Is Hogg playing? He has been replaced by Clark


----------



## Gigacore (Mar 4, 2008)

yeah, his tongue will stays always out, just like a dog 

He is not the next shane warne coz he has announced retirement *www.rediff.com/cricket/2008/feb/27hogg.htm

*news.bbc.co.uk/sol/shared/spl/hi/cricket/02/ashes/squads/img/hogg.jpg *www.pet-comfort-products.com/images/dog-happy-01.jpg


----------



## CadCrazy (Mar 4, 2008)

India will definately win today. Koe Shak


----------



## SunnyChahal (Mar 4, 2008)

CadCrazy said:


> Koe Shak


NO SIR hehe


----------



## Rockstar11 (Mar 4, 2008)

Gigacore said:


> yeah, his tongue will stays always out, just like a dog
> 
> He is not the next shane warne coz he has announced retirement *www.rediff.com/cricket/2008/feb/27hogg.htm
> 
> *news.bbc.co.uk/sol/shared/spl/hi/cricket/02/ashes/squads/img/hogg.jpg *www.pet-comfort-products.com/images/dog-happy-01.jpg


----------



## CadCrazy (Mar 4, 2008)

Sunny1211993 said:


> NO SIR hehe



Thats like a good boy


----------



## Rockstar11 (Mar 4, 2008)

score???


----------



## ThinkFree (Mar 4, 2008)

India 85-0
Sachin 50 
Uthappa 28


----------



## Gigacore (Mar 4, 2008)

Rockstar11 said:


> score???



*ws-4.willow.tv/EventMgmt/CXTVWeb/IndexGScore.asp?mid=944


----------



## ThinkFree (Mar 4, 2008)

^^Better visit *content-www.cricinfo.com/cbs/engine/current/match/291372.html as it is updated earlier as this site is owned by ESPN-star


----------



## Rockstar11 (Mar 4, 2008)

thanks you gigacore and asnvin


----------



## SunnyChahal (Mar 4, 2008)

Uthappa gone!!


----------



## Gigacore (Mar 4, 2008)

gambhir gone *gigasmilies.googlepages.com/47.gif


----------



## Rockstar11 (Mar 4, 2008)

Yuvraj gone *gigasmilies.googlepages.com/22.gif


----------



## RaghuKL (Mar 4, 2008)

yuvraj gone 
*jokecricket.blogspot.com/2008/01/monkey-protests.html


----------



## Gigacore (Mar 4, 2008)

^ is that ur blog ? *gigasmilies.googlepages.com/45.gif


----------



## Rockstar11 (Mar 4, 2008)

aila sachin *gigasmilies.googlepages.com/28a.gif out.. 91 *gigasmilies.googlepages.com/30a.gif

India 207/4


----------



## Gigacore (Mar 4, 2008)

90s fear


----------



## RaghuKL (Mar 4, 2008)

Gigacore said:


> ^ is that ur blog ? *gigasmilies.googlepages.com/45.gif


Definitely No


----------



## sachin_kothari (Mar 4, 2008)

another wicket in 90's for tendulkar.
seems he wants to make records everywhere


----------



## Gigacore (Mar 4, 2008)

rohit gone, close this thread *gigasmilies.googlepages.com/14.gif


----------



## sachin_kothari (Mar 4, 2008)

sharma out on 2


----------



## RaghuKL (Mar 4, 2008)

rohit sharma gone...
Has the RD parade of cricketers begun...

1) When an Australian child learns to say the word “Mother” for the first time the parents say “Two cheers.
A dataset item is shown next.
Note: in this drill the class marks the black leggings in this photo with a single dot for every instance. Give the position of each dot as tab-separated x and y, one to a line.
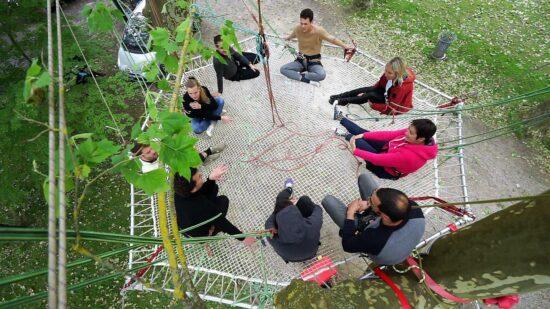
372	94
244	71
Junior has learnt half a word”.

2)  A European family wishing to settle in Australia went to the immigration office, where among routine questions they were asked whether any member of the family had any criminal record. The baffled immigrant asked: "Is it still required for Australia?"


----------



## sachin_kothari (Mar 4, 2008)

pathan out


----------



## vaibhavtek (Mar 4, 2008)

Its time for India to lose the match...


----------



## sachin_kothari (Mar 4, 2008)

^^ not yet.
250+ should be a competitive total.
harbhajan out


----------



## legolas (Mar 4, 2008)

vaibhavtek said:


> Its time for India to lose the match...



Why so? Statistically, we have a good chance. Highest chase is 284 only. 250+ is a good one, if not the projected (how the match was going a few overs back)


----------



## desiibond (Mar 4, 2008)

Damn it. Dhoni and Pathan made 11 runs in 5 overs. They couldn't even properly connect the ball. What a shame.  sachin gave such a good platform and these guys are playing platform cricket


----------



## legolas (Mar 4, 2008)

desiibond said:


> Damn it. Dhoni and Pathan made 11 runs in 5 overs. They couldn't even properly connect the ball. What a shame.  sachin gave such a good platform and these guys are playing platform cricket



 cool down... gone is gone.. Dhoni at least managed his strike rate.


----------



## desiibond (Mar 4, 2008)

258/9 in the end


----------



## vaibhavtek (Mar 4, 2008)

Ok so target is 259.
I think Aus will chase that....


----------



## desiibond (Mar 4, 2008)

they could have easily made 280+ if Dhoni and pathan played sensibly.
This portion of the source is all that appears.